Above: Brook trout spawning in Millennium Creek during the 2016 fall spawning season.

“The Grass Roots Approach”

    There is an assumption by many that our provincial or federal government has both the resources and inclination to look after every trout fishery in a given area. Including home waters both in and near a community. This assumption is false. There are just too many flowing trout waters for managers to spend much time focusing on.

    With this in mind, the best approach is for local stake holders to get involved. When I say stake holders, I am not just talking about sport fisher’s, but also those that feel it is important to protect and conserve our natural ecosystems. Because all flowing streams are crown land, they are essentially public property and there is a responsibility to take care of them.

    However, with local streams flowing thru private property, it is necessary to have those land owners interested in getting involved. Once this first hurtle is crossed, grass roots organizations can take measures to benefit the trout fishery or riparian habitat along those streams.

    Grass roots endeavours to enhance and protect trout streams is the best approach. By organizing local involvement, there is potential to make a real difference in maintaining and improving the health of a trout stream into the future. I know this, because I have witnessed it happen over the years.

    It is always nice to have the support of your local government agencies when taking on such programs, but this can be challenging at times. There can be a lot of red tape nightmares involved in organizing any projects that you feel may benefit an area stream, but this is typical these days. If you’re lucky, a regional biologist may be enthusiastic enough to help you out.

    Another benefit to any enhancement program that you may decide to take on, is to have one or more professional people involved in your project. For fish habitat enhancement or riparian plantings, this can narrow the field to those that have both the experience and knowledge of how to go about things. This can be a major benefit.

    Sometimes, when the challenge of getting the ball rolling on a worthwhile project gets me down, I think of the old adage; “Where There’s a Will — There’s a Way”. In my own experience this is very true and it has helped keep me going over the years.

TU Conducting Spawning Survey on West Nose Creek

    Over the past few years, Bow Valley Habitat Development has been collaborating with the head office of Trout Unlimited and the Bow River Chapter of TU. The cooperation is directed towards organizing a join effort at planning some worthwhile projects for West Nose Creek.

    Information sharing is a large part of this partnership. I was really please to hear that this fall, Elliot Lindsay and

volunteers from the Bow River Chapter are conducting a spawning survey on West Nose Creek, in the City of Calgary.
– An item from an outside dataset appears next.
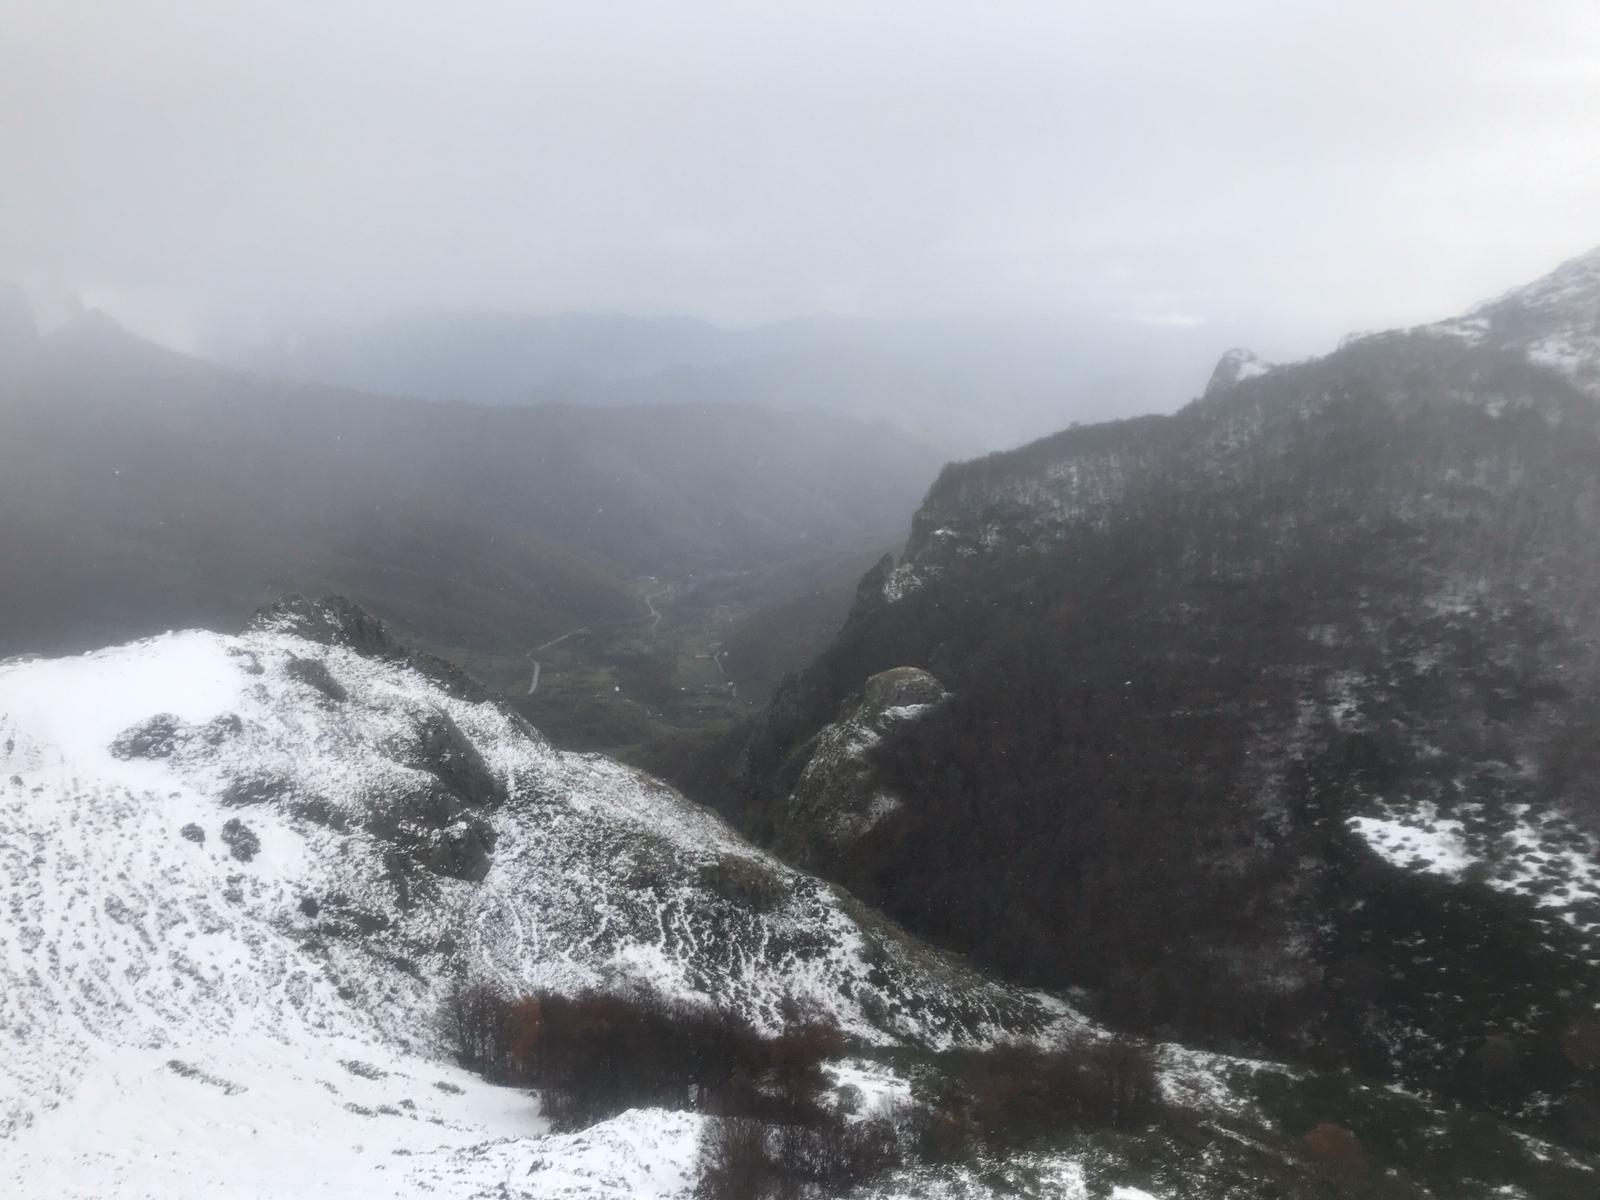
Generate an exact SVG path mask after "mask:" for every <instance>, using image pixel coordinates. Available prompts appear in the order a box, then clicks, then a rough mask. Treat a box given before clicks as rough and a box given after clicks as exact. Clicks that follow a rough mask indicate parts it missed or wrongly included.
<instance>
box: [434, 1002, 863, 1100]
mask: <svg viewBox="0 0 1600 1200" xmlns="http://www.w3.org/2000/svg"><path fill="white" fill-rule="evenodd" d="M445 1032H446V1037H448V1038H450V1040H451V1043H453V1045H454V1050H456V1056H458V1059H459V1061H461V1064H462V1066H466V1067H470V1069H474V1070H478V1072H480V1074H483V1075H485V1077H486V1078H490V1080H494V1082H498V1083H515V1085H523V1086H530V1088H538V1090H539V1093H541V1096H542V1098H544V1112H546V1115H547V1117H549V1118H550V1120H552V1122H554V1123H555V1126H557V1128H581V1126H584V1125H590V1123H594V1122H597V1120H605V1118H606V1117H613V1115H616V1114H619V1112H622V1110H626V1109H632V1107H664V1109H694V1110H699V1112H715V1114H725V1115H749V1117H757V1118H762V1120H768V1122H808V1120H814V1118H816V1117H818V1112H819V1107H821V1101H819V1098H821V1096H822V1093H824V1091H826V1090H827V1077H826V1074H824V1072H822V1064H824V1062H826V1061H827V1059H830V1058H835V1056H837V1054H838V1053H840V1050H842V1048H843V1040H842V1038H840V1035H838V1030H837V1029H834V1026H830V1024H826V1022H816V1021H811V1022H805V1021H798V1019H797V1021H794V1022H792V1024H790V1026H789V1029H787V1030H786V1032H784V1034H781V1035H779V1037H762V1035H760V1034H757V1032H755V1030H754V1029H750V1026H749V1024H746V1022H744V1021H741V1019H739V1018H738V1016H734V1014H731V1013H725V1011H717V1010H710V1008H699V1006H688V1005H678V1003H672V1002H669V1000H666V998H662V997H661V995H656V994H653V992H635V994H632V995H611V994H605V992H581V994H578V995H557V994H552V992H534V994H528V995H522V997H504V995H501V994H499V992H496V990H494V989H491V987H486V986H464V987H458V989H456V990H454V992H453V994H451V995H450V997H448V1000H446V1003H445Z"/></svg>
    Last year, I sent a report on the findings of BVHD’s spawning survey on to both the head office and the Calgary Chapter for review. Elliot Lindsay shared some of his survey work with BVHD. Since that first cooperative effort, more information on the West Nose Creek has

exchanged  hands.

   This information sharing is the first step in growing the scope of the West Nose Creek trout fishery restoration program. The more people and groups involved, the faster the creek will see some real change.

    It is my hope that the findings from the Trout Unlimited survey will be ready by the end of November, so I can include this information in the December magazine.